Sharon savait se battre. Elle savait survivre. Elle avait traversé le pays, changeant constamment de cachette, adoptant des identités différentes, coupant les ponts avec les rares personnes de son passé. La solitude était d’abord une contrainte, elle était désormais une alliée silencieuse et précieuse. Elle ne pouvait compter que sur elle-même, et ce n’était pas plus mal.


La GTX, son unique relique du passé, incarnait sa lutte pour survivre. Elle l’avait personnalisée, transformée en une véritable machine de guerre, un allié silencieux dans ce monde où tout le monde était un potentiel ennemi. Mais alors qu'elle accélérait dans une longue ligne droite, le moteur toussa et fit une embardée, un bruit sourd résonnant sous le capot. La puissance s’évanouissait, et l’aiguille de température frôlait dangereusement le rouge. Elle pesta. Pas maintenant. Pas ici.

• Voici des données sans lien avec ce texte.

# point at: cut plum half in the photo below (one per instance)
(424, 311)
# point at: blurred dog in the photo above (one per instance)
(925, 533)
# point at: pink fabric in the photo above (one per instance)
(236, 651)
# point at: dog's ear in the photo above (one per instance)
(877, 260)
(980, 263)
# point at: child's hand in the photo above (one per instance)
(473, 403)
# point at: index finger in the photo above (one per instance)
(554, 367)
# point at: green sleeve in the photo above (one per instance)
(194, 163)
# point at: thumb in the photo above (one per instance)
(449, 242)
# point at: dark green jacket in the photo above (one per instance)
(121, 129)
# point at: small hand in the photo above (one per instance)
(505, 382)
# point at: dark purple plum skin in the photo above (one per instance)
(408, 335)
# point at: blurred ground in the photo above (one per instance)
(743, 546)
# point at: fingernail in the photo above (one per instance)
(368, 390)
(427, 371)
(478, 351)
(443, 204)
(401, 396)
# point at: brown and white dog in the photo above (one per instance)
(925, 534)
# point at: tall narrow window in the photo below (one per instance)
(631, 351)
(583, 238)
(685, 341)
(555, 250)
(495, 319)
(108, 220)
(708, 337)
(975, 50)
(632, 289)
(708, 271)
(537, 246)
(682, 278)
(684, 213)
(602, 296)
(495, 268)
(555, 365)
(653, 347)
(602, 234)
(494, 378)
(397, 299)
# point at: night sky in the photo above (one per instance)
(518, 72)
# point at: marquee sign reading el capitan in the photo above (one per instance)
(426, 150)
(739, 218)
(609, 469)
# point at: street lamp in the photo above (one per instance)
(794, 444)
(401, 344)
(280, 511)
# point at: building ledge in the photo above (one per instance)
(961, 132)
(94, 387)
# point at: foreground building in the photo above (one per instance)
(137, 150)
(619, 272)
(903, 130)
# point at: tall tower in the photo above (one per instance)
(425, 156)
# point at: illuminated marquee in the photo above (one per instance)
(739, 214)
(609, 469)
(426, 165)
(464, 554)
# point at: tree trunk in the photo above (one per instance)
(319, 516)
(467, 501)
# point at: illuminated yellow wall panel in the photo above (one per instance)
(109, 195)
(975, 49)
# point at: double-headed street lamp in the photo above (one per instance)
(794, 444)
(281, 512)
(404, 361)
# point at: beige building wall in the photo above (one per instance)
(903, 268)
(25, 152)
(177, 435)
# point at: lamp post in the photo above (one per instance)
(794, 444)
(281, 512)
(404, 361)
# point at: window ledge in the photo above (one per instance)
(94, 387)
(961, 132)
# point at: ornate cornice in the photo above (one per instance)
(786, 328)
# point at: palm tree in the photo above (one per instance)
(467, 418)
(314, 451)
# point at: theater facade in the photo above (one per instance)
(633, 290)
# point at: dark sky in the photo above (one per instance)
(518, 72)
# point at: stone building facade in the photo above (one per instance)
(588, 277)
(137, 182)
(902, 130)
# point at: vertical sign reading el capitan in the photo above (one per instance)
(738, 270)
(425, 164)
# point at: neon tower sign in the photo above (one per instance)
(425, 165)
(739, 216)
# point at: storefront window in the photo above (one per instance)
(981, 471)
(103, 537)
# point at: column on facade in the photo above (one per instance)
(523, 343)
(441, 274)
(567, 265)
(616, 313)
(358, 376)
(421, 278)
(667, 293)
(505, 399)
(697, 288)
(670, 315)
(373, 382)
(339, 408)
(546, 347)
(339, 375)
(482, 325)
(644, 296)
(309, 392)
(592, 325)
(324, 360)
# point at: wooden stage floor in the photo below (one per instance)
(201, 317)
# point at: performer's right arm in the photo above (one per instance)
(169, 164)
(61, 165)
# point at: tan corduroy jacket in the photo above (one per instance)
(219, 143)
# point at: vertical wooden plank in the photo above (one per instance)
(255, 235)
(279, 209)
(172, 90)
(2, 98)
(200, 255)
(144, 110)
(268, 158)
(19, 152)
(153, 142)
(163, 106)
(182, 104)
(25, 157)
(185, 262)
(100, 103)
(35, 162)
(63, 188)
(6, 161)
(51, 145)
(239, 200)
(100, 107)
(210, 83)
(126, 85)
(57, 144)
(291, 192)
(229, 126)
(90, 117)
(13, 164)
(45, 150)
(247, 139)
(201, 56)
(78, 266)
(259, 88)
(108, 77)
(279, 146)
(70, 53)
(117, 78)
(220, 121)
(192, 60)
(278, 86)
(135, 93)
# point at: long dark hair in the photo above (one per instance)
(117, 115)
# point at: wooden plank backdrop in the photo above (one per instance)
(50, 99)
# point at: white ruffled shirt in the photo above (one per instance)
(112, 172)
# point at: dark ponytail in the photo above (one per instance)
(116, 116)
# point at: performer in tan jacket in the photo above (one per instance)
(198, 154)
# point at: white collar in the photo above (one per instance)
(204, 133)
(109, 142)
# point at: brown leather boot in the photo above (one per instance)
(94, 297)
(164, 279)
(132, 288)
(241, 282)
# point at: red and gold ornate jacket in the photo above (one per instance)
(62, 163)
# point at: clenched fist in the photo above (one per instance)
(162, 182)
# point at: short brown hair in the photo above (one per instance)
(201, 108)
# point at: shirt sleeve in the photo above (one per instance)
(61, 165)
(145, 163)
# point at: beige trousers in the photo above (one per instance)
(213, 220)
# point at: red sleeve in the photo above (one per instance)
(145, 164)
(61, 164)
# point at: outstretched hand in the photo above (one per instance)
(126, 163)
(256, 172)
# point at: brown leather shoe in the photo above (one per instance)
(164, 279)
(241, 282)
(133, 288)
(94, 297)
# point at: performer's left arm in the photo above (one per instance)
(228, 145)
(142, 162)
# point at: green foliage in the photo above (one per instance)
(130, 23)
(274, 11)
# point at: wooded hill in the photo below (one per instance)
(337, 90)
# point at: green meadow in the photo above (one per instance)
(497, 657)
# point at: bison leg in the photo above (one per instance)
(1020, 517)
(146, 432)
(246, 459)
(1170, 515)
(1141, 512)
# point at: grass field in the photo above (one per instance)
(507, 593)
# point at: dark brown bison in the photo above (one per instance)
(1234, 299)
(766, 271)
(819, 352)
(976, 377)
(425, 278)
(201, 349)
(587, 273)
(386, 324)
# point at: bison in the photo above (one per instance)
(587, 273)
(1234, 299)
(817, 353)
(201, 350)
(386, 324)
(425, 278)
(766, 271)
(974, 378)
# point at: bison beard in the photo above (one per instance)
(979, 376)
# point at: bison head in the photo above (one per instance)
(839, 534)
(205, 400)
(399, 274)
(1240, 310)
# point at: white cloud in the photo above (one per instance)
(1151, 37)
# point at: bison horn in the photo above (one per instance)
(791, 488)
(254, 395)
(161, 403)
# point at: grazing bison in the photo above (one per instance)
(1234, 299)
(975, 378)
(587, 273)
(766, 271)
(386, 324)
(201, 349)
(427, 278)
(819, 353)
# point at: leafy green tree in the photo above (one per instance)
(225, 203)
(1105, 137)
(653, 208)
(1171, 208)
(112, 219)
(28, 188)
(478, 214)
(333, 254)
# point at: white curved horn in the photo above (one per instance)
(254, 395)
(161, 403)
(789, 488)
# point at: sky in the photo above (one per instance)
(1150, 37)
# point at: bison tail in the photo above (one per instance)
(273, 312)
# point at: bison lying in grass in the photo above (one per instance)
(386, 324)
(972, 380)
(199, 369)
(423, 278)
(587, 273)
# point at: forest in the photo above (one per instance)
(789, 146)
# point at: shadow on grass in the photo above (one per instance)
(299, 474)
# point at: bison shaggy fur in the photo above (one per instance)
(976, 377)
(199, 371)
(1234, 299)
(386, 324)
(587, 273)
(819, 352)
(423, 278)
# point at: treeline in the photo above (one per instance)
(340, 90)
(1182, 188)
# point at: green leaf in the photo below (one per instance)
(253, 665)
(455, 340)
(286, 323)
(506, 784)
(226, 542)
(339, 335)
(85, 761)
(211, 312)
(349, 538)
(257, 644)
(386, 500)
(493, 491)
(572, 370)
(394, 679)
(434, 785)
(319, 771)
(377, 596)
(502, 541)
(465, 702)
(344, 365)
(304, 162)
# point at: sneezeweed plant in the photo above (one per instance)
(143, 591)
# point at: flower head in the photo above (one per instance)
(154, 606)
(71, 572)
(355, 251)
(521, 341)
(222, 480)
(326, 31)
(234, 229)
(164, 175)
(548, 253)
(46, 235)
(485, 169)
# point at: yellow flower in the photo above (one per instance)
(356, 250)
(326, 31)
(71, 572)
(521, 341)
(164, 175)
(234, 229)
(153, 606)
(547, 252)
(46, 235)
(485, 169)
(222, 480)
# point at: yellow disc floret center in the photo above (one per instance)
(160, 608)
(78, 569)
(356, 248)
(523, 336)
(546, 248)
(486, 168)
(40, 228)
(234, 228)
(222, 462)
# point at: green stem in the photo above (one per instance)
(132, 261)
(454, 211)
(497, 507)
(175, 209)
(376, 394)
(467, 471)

Sharon manœuvra la voiture sur le bas-côté, ralentissant avant de s’arrêter dans un nuage de poussière qui retomba lourdement autour d’elle. Elle sortit du véhicule, ouvrit le capot d’un geste résolu, et une bouffée de fumée chaude s’en échappa, la piquant aux yeux. Elle fronça les sourcils, analysant rapidement le problème. Avec des gestes précis, elle tâta plusieurs conduits, vérifiant les pièces visibles, inspectant le radiateur et les courroies.


Elle connaissait bien sa voiture et savait repérer certains problèmes courants. Elle voyait que le moteur surchauffait et que quelques pièces commençaient à fatiguer sérieusement. Elle sortit de la boîte à gants un chiffon qu’elle garda sous la main pour toucher le moteur sans se brûler. Après quelques minutes, elle comprit qu’elle ne pourrait rien faire sans certaines pièces de rechange. Son regard se posa alors sur une borne téléphonique délabrée, non loin de là. Avec un soupir résigné, elle s’y dirigea, déjà agacée à l’idée de devoir expliquer la situation à un mécanicien — une fois de plus. Ses pieds soulevaient la poussière à chaque pas tandis qu’elle jetait des regards rapides autour d’elle, attentive aux moindres mouvements, prête à réagir à la moindre menace.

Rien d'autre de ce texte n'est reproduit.